Background periodic publisher doesn't recover from a network exception
If a trace collector is temporarily down, a background thread that tries to reach it is expected to survive flushSpans throwing ConnectionFailure:
HttpExceptionRequest Request {
host = "localhost"
port = 9411
secure = False
requestHeaders = [("content-type","application/json")]
path = "/api/v2/spans"
queryString = ""
method = "POST"
proxy = Nothing
rawBody = False
redirectCount = 10
responseTimeout = ResponseTimeoutDefault
requestVersion = HTTP/1.1
}
(ConnectionFailure Network.Socket.connect: <socket: 54>: does not exist (Connection refused))
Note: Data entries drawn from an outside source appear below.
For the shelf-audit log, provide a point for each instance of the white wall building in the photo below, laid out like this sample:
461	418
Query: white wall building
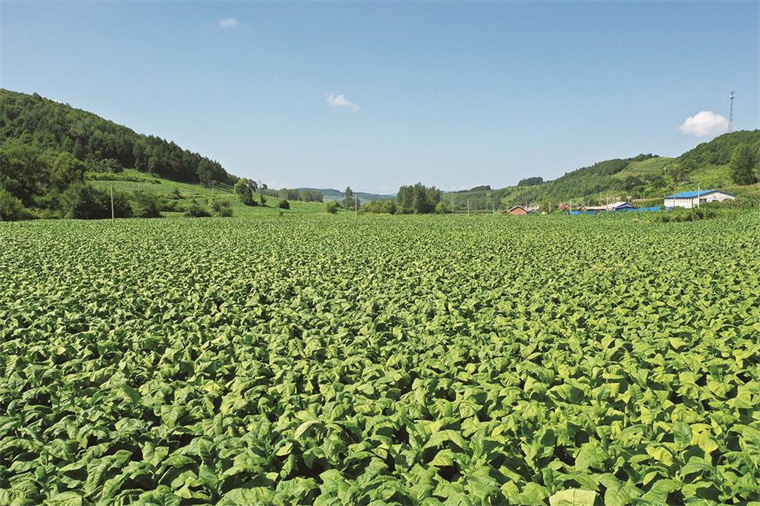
693	199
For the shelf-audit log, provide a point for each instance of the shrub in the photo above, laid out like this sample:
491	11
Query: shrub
681	215
197	211
221	208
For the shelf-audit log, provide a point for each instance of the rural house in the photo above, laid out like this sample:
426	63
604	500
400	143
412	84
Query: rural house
692	199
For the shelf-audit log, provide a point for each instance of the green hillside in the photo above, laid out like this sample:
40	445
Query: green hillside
639	178
103	146
178	196
333	194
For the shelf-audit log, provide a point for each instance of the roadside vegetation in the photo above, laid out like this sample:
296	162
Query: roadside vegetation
394	360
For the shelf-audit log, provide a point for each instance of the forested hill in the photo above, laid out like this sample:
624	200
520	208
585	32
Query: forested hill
102	145
641	177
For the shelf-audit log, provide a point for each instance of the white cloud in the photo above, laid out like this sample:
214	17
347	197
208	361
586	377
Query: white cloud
228	23
341	102
704	124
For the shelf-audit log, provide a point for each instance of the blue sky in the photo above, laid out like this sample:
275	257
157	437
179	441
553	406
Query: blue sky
376	95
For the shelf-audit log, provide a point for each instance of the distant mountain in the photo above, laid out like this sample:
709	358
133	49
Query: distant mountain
104	146
333	194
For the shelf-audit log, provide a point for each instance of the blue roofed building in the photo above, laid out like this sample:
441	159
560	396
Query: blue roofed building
695	198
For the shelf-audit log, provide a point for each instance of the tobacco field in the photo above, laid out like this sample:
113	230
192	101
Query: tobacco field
418	360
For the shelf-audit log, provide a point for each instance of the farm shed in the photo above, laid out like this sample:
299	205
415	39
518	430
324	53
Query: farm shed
691	199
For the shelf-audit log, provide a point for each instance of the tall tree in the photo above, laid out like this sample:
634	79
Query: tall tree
245	188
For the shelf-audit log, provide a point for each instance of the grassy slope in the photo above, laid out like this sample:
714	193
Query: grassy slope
189	192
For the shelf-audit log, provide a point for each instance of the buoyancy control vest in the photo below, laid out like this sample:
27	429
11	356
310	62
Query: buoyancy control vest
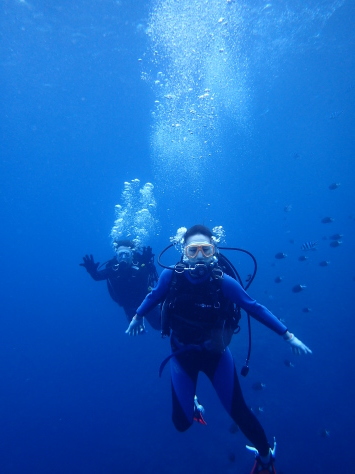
200	313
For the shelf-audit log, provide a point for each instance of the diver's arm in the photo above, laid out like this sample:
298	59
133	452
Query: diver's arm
233	291
92	268
157	294
136	326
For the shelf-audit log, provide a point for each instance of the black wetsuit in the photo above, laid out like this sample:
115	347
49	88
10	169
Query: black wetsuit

Agreed - the current behavior is not great. The background thread should fail the whole process on error (relevant read) or continue publishing.
In the meantime here are a couple suggestions to work around this:
- Call
publishmanually with adequate error handling. - (Untested) Specify a custom request manager which retries on a subset of exceptions.
The background thread should fail the whole process on error (relevant read) or continue publishing.
Right, the only viable option in case of backend daemons is to carry on with (or without) delayed retrying to send the same payload again, as failing the entire process is hardly desirable. How about performing another forkIO with a retrying-only closure upon receiving a network exception? The number of retries could then be configured similarly to settingsPublishPeriod.